Englishman Ian Bailey was arrested twice but never charged with the brutal killing of Sophie Toscan du Plantier on an isolated hillside in Toormore, near Schull, west Cork two days before Christmas in 1996.
He has always vehemently denied any involvement.
The Association for the Truth about the Murder of Sophie Toscan du Plantier (Assoph), founded by the dead woman's family, has been told that Mr Bailey is facing a second extradition warrant and a charge of voluntary homicide.
One of the lawyers working with Assoph, Laurent Pettiti, said the group was notified that an indictment of voluntary homicide was issued by the investigating magistrate in Paris, Nathalie Turquey, on July 27 and a European Arrest Warrant was sent to Irish authorities on July 13.
Frank Buttimer, solicitor for Mr Bailey, said the reported moves in Paris would lead to a "show trial".
"The Irish prosecutorial authorities have ruled there is no evidence in which (Mr Bailey) can be tried in this jurisdiction and France is going to use, it seems, evidence that the previous Director of Public Prosecutions described as flawed and prejudiced to put him on trial," he said.
Mr Buttimer said it would result "in what will be a show trial to satisfy French interests in circumstances where the injustice to Mr Bailey is appalling".
"Ian Bailey has had an extremely difficult life due to his being wrongly associated with this crime," he said.
"It continues to be his life.
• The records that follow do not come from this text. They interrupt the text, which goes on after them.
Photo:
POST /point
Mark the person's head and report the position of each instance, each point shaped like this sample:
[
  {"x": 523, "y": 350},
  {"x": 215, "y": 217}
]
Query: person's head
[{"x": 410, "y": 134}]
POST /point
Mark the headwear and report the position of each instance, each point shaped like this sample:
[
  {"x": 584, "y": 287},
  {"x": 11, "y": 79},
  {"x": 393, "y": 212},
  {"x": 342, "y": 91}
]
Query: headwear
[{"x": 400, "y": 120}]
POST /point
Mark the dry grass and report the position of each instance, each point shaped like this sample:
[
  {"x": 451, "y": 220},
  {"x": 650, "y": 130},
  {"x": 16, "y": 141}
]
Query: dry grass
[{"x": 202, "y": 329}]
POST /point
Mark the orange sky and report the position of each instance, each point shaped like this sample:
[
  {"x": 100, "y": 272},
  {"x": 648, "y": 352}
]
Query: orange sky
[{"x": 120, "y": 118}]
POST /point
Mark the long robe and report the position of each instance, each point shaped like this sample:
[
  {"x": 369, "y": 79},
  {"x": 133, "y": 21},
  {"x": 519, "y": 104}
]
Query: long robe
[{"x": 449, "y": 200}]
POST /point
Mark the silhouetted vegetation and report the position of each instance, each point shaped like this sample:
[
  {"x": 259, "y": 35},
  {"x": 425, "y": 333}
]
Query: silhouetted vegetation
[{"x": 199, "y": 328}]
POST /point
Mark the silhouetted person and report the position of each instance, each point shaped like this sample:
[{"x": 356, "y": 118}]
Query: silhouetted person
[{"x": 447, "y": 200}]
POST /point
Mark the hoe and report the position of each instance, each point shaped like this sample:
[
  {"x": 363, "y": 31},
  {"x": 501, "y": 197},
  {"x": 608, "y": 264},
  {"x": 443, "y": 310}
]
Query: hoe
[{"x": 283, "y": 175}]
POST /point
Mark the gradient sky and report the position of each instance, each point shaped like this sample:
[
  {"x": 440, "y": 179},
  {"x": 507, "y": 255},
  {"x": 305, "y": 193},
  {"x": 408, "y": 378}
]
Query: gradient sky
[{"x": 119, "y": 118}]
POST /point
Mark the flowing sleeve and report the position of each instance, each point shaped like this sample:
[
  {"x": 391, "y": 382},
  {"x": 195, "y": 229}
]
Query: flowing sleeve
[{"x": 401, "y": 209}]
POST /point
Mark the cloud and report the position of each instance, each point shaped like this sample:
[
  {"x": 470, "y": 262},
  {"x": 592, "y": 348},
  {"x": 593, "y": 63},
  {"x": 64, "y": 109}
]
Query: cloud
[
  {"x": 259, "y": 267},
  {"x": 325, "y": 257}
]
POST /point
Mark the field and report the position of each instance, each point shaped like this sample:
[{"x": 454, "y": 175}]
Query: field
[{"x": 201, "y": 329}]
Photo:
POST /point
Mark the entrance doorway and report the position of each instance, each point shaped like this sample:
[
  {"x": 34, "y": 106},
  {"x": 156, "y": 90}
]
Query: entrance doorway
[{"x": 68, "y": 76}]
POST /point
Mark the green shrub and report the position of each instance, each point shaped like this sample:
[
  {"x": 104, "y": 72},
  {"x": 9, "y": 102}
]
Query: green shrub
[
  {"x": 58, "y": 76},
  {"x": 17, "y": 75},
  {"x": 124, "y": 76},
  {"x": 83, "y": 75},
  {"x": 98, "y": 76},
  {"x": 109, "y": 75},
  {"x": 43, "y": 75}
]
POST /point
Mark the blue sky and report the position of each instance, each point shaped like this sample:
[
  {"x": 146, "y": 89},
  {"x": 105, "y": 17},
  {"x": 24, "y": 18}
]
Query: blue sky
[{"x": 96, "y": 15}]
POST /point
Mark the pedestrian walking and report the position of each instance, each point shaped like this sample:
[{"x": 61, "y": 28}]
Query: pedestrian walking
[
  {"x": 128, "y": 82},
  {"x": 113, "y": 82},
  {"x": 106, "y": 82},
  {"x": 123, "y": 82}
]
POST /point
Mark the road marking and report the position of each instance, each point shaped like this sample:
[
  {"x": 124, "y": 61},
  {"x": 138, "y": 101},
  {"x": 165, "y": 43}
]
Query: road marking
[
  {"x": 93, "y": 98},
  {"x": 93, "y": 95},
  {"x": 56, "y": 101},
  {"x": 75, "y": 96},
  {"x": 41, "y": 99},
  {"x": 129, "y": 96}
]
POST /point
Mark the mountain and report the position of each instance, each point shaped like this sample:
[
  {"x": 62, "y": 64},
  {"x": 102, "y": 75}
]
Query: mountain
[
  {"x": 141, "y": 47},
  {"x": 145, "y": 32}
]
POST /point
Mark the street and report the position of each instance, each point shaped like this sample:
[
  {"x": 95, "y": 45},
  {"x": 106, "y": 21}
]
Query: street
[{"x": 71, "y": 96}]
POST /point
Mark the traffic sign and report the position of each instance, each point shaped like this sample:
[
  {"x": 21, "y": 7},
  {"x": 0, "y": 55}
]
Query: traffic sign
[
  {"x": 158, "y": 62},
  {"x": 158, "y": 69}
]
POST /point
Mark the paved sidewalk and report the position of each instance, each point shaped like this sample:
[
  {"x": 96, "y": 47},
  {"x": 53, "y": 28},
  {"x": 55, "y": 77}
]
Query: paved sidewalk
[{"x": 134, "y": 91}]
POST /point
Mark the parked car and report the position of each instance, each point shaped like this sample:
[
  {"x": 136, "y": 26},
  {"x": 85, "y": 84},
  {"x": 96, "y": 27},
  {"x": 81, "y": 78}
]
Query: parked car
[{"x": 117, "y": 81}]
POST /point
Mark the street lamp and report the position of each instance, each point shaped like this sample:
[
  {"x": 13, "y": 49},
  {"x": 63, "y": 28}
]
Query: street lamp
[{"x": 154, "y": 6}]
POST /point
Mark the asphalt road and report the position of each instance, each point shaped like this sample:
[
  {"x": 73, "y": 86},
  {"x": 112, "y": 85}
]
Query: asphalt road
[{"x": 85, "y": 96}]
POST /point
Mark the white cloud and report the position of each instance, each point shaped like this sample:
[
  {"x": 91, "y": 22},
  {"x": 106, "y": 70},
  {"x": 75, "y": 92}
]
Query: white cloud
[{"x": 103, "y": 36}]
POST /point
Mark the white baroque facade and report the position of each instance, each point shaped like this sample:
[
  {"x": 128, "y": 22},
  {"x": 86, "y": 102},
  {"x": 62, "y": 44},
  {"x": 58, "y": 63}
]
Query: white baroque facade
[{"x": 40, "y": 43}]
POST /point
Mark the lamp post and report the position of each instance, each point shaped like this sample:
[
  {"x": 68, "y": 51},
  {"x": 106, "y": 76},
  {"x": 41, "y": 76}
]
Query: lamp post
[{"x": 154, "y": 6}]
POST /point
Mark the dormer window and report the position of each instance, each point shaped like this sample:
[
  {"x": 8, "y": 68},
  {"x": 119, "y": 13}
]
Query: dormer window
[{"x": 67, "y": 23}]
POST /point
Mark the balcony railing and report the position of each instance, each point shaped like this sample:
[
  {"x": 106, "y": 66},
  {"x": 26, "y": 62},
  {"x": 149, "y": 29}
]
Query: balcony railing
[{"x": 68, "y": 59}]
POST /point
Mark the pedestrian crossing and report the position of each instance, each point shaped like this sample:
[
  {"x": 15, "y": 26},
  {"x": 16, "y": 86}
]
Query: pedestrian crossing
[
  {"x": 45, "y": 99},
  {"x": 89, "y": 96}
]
This is the next phase of the injustice."
Mr Bailey had not been informed of any legal moves in France against him, as he "is never told anything by the authorities", Mr Buttimer said.
"The Supreme Court has already said he cannot be sent for trial in France," he added.
Under French law, authorities can investigate the suspicious death of a citizen abroad.
The penalty for voluntary homicide is up to 30 years in jail.
Mr Bailey defeated a previous attempt by investigators to bring him to Paris as part of its inquiry into the murder.
In March 2012 he won a two-year legal battle in the Supreme Court in Dublin to stop his extradition for questioning.
The five-judge court agreed he could not be extradited under the law as there was no intention at that time to try him.
Ms Toscan du Plantier was married to the late Daniel Toscan du Plantier, a major player in French cinema who had close contacts with the upper echelons of government in Paris.
Assoph, set up to campaign over her murder, welcomed the reported development in the case.
"The decision to commit to a criminal trial represents an important milestone in the search for truth and justice about a horrendous crime that the Irish authorities have been, so far, unable to solve," the group said.
Ireland's Director of Public Prosecutions previously decided that no-one would be charged in Ireland with the murder.
Even though Irish courts upheld his fight against extradition, Mr Bailey was unable to attend his mother Brenda's funeral in England in 2010 after she died aged 87.
He feared he would be arrested under a European Arrest Warrant if he travelled.
Last year the 59-year-old law graduate lost a marathon lawsuit against the Irish state over the handling of the Ms Toscan du Plantier murder investigation and a claim that detectives had tried to frame him.
Mr Bailey, who moved to Ireland from Cheltenham in the mid-90s, admitted during the case to beating his partner Jules Thomas three times.
He was arrested in connection with the French film-maker's murder in February 1997 and January 1998 but never charged.
The fallout from the case was not limited to the exposure of Mr Bailey's domestic violence, cannabis use and heavy drinking or assessments by Ireland's senior law officers that gardai botched the initial investigation.
As part of disclosures in the lawsuit it emerged that phone calls at Garda stations countrywide were recorded for years without the public's knowledge.
The courtroom defeat in his bid for damages was the second Mr Bailey suffered after he lost libel actions in 2003 against several newspapers over their reporting of the murder investigation and naming him as a suspect.